He remembered the moment he had lost hope. When he first walked the Halls of Pandemonium. When the sound took him, bringing promises of escape that ended only in darkness.
"Brother, why?"
And the moment he betrayed them all.
He had been swept away and left to drown in a pool of madness, where he had, eventually, succumbed to a single desire—to silence the voices torturing him. He dimly remembered there being a logic to his actions. It did not matter. It had never been about mortal life. He had squandered them, excused his actions via the Eternal Conflict, and in doing so had become the very thing he had sought to defeat.
The dead in Westmarch had risen at his biding. He had reaped souls, razed the city to ashes with the essence of the dying. He had been no lieutenant at arms, or a compatriot fallen from Heaven.
He was the fallen angel trapped against the rock, laughing and reaching its free hand his direction.
"Finally, you understand. In your limited, mortal wisdom."
The shotels wavered in his hands as the full realization struck him.
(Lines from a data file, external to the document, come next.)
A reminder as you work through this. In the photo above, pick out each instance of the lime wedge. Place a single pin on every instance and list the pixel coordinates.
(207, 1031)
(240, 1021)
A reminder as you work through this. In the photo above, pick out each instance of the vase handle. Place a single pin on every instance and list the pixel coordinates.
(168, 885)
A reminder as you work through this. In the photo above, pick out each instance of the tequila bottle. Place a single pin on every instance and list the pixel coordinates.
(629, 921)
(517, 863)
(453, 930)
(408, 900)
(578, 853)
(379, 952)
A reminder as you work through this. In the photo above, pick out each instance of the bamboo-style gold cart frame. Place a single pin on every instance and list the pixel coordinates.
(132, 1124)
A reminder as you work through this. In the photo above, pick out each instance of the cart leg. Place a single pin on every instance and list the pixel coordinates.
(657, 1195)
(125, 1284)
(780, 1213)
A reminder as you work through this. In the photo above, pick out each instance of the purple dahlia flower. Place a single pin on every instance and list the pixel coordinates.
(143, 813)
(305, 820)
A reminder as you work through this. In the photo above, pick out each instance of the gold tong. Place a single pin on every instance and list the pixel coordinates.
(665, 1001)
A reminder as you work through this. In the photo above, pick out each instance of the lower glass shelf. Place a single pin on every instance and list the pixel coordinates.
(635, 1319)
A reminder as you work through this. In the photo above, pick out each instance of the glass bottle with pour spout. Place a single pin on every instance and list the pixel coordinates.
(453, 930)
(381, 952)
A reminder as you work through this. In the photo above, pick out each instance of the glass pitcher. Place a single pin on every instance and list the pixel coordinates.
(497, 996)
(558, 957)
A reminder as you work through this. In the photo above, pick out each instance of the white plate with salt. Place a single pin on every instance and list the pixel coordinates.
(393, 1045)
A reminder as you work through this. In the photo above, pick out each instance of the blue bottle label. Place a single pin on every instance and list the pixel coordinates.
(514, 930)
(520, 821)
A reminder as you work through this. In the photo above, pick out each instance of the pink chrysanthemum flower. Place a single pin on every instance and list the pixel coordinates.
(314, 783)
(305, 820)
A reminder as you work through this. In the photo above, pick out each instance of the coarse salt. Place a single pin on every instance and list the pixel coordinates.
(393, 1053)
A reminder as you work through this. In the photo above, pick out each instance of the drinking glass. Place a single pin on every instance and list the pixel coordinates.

His soul felt ill, tainted.
"How did you do this?" He staggered towards the angel, pressing the blades against its neck. "This dark magic! How did you bring us here, if we were slain twenty years ago?"
"You assume much. I would rather suffer an eternity of agony than walk as a mortal. Fate is cruel."
"Then how?"
"Find your own truths," it rasped, the voice no longer overwhelming but instead a dull reflection of Malthael's own. "Spare me your humanity and end this."
Relief was too kind a gift for the creature. For himself. There was no forgiveness to be had for crimes so great. Regardless of how he had come to be there, burdened with forgotten darkness, he saw no just path forward.
"We were born of the High Heavens," he said, voice breaking. "And we betrayed all it stands for. We should be left to rot."
That was the way of his brothers and sisters. He imagined they would have abandoned him there, both his light and his dark, bound to the forest and the stone, until time itself passed away and his fractured soul remained. Alone.
As they had before.
It was the angelic way.
He blinked away tears. The shotels, suddenly heavy, strained his muscles, and he understood the gravity of what he needed to do. The spirit made no move to fight.
"We do not deserve this mercy," Malthael whispered. "For regardless of our past and our intent, we have sinned gravely. But the beings we have wronged often grant mercies that are not deserved. They ask for reparations instead of suffering. That is the mortal way. And it will be my way."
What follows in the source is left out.